By Lindsay Hogan, Senior Economist
April nonfarm payrolls rebounded from a weak March, growing by a seasonally adjusted 211,000, heartily beating economists’ consensus estimates of 185,000. Prior months’ revisions added 13,000 jobs in February to total 232,000 for the month, and subtracted 19,000 from March which totaled 79,000. Weak job gains in March were attributed to transitory factors such as unseasonable weather and disruption from the Easter and Passover holidays.
The unemployment rate fell for the third consecutive month to 4.4% in April, the lowest level since 2006. However, the most recent decline was due to a reduction in the labor force participation rate.
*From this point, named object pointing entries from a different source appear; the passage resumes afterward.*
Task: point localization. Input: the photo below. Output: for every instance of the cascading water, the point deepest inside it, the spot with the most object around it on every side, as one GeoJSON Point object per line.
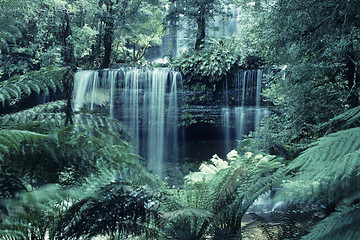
{"type": "Point", "coordinates": [144, 99]}
{"type": "Point", "coordinates": [248, 112]}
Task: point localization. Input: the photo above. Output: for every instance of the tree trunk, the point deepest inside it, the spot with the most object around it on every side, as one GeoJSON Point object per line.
{"type": "Point", "coordinates": [108, 35]}
{"type": "Point", "coordinates": [200, 36]}
{"type": "Point", "coordinates": [352, 78]}
{"type": "Point", "coordinates": [69, 61]}
{"type": "Point", "coordinates": [107, 45]}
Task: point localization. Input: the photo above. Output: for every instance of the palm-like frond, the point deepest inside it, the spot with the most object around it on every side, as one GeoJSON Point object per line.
{"type": "Point", "coordinates": [116, 208]}
{"type": "Point", "coordinates": [12, 139]}
{"type": "Point", "coordinates": [342, 224]}
{"type": "Point", "coordinates": [44, 80]}
{"type": "Point", "coordinates": [225, 189]}
{"type": "Point", "coordinates": [328, 170]}
{"type": "Point", "coordinates": [11, 21]}
{"type": "Point", "coordinates": [350, 118]}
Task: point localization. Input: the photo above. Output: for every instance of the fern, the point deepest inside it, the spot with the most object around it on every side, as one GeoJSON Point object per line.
{"type": "Point", "coordinates": [327, 170]}
{"type": "Point", "coordinates": [44, 80]}
{"type": "Point", "coordinates": [10, 17]}
{"type": "Point", "coordinates": [226, 189]}
{"type": "Point", "coordinates": [350, 118]}
{"type": "Point", "coordinates": [342, 224]}
{"type": "Point", "coordinates": [12, 138]}
{"type": "Point", "coordinates": [116, 207]}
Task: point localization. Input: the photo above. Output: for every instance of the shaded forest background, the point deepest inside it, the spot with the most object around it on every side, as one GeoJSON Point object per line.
{"type": "Point", "coordinates": [73, 175]}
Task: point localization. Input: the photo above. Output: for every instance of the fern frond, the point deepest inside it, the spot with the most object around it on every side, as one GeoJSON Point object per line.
{"type": "Point", "coordinates": [13, 231]}
{"type": "Point", "coordinates": [52, 111]}
{"type": "Point", "coordinates": [345, 120]}
{"type": "Point", "coordinates": [36, 81]}
{"type": "Point", "coordinates": [12, 138]}
{"type": "Point", "coordinates": [343, 224]}
{"type": "Point", "coordinates": [329, 168]}
{"type": "Point", "coordinates": [116, 207]}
Even so, job growth remains stable and the unemployment rate is below what many economists agree to be full employment, suggesting that the economy is nearing full employment, if it hasn’t already reached that mark.
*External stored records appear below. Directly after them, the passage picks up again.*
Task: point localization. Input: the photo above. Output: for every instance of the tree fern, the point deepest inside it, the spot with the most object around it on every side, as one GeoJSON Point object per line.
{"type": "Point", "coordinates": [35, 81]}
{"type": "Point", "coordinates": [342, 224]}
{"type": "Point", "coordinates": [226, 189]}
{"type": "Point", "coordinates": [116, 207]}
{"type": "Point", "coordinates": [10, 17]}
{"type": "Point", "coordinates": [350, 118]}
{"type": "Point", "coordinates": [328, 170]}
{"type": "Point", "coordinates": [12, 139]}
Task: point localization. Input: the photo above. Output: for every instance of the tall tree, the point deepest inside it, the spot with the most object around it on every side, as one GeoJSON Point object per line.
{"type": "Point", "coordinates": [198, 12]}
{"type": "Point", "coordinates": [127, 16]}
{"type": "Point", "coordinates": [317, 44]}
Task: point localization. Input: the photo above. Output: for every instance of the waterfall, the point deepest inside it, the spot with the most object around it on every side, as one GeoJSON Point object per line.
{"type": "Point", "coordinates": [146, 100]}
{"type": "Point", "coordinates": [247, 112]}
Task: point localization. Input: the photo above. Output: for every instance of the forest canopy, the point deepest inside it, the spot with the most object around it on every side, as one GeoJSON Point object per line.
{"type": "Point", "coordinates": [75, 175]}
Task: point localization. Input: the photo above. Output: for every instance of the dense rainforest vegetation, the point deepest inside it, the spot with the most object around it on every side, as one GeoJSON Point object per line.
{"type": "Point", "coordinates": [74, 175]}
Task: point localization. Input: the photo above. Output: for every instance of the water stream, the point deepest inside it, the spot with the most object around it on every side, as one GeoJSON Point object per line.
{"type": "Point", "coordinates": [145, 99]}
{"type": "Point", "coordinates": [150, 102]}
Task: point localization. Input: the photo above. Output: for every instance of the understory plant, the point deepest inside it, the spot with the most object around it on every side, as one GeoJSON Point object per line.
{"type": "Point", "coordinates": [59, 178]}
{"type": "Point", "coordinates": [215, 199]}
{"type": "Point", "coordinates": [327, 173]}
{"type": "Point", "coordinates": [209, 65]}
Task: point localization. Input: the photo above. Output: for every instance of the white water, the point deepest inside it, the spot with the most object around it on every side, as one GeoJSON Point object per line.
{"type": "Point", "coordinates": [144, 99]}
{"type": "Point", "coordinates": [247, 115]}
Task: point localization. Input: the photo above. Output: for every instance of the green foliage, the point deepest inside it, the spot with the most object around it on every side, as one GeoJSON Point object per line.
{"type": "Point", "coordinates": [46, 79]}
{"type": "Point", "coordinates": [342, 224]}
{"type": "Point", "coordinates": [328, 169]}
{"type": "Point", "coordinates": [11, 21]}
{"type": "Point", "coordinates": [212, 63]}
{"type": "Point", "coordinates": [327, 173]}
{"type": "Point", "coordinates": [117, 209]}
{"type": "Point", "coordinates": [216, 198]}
Private payrolls grew 194,000, led by gains in leisure and hospitality (+55,000), education and health services (+41,000) and professional and business services (+39,000). Public payrolls rose by 17,000 as local government gains more than offset reductions in federal payrolls while state employment remained largely unchanged. Despite a flurry of store closures in April and several large retailers announcing large layoffs, retail payrolls expanded by a modest 6,300 positions after shedding 56,000 positions collectively in February and March. Construction employment benefited from unseasonably warm weather at the start of the year, but snowstorms in the Northeast put the brakes on hiring in March. Job growth improved modestly in April, gaining 5,000 positions, but was still conspicuously weaker than in January and February, suggesting that some payback for early hiring may now be taking place.
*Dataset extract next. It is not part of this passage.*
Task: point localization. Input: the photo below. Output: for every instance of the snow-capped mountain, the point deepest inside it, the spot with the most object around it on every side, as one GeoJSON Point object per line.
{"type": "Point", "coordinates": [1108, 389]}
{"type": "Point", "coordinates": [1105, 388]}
The solid April jobs report should allay fears of an economic slowdown following an anemic first quarter which saw initial GDP growth of just 0.7%. Slow first-quarter growth has characterized this expansion and several transitory factors, including unseasonable weather and delayed tax refunds, contributed to this year’s lackluster start. The GDP report did not rattle the Fed, instead the group will focus on the April and May jobs reports when it meets in June. Most Fed leaders expect at least two more rate hikes over the remainder of the year, and the April jobs report improves the likelihood that the next rate hike could come at the June meeting.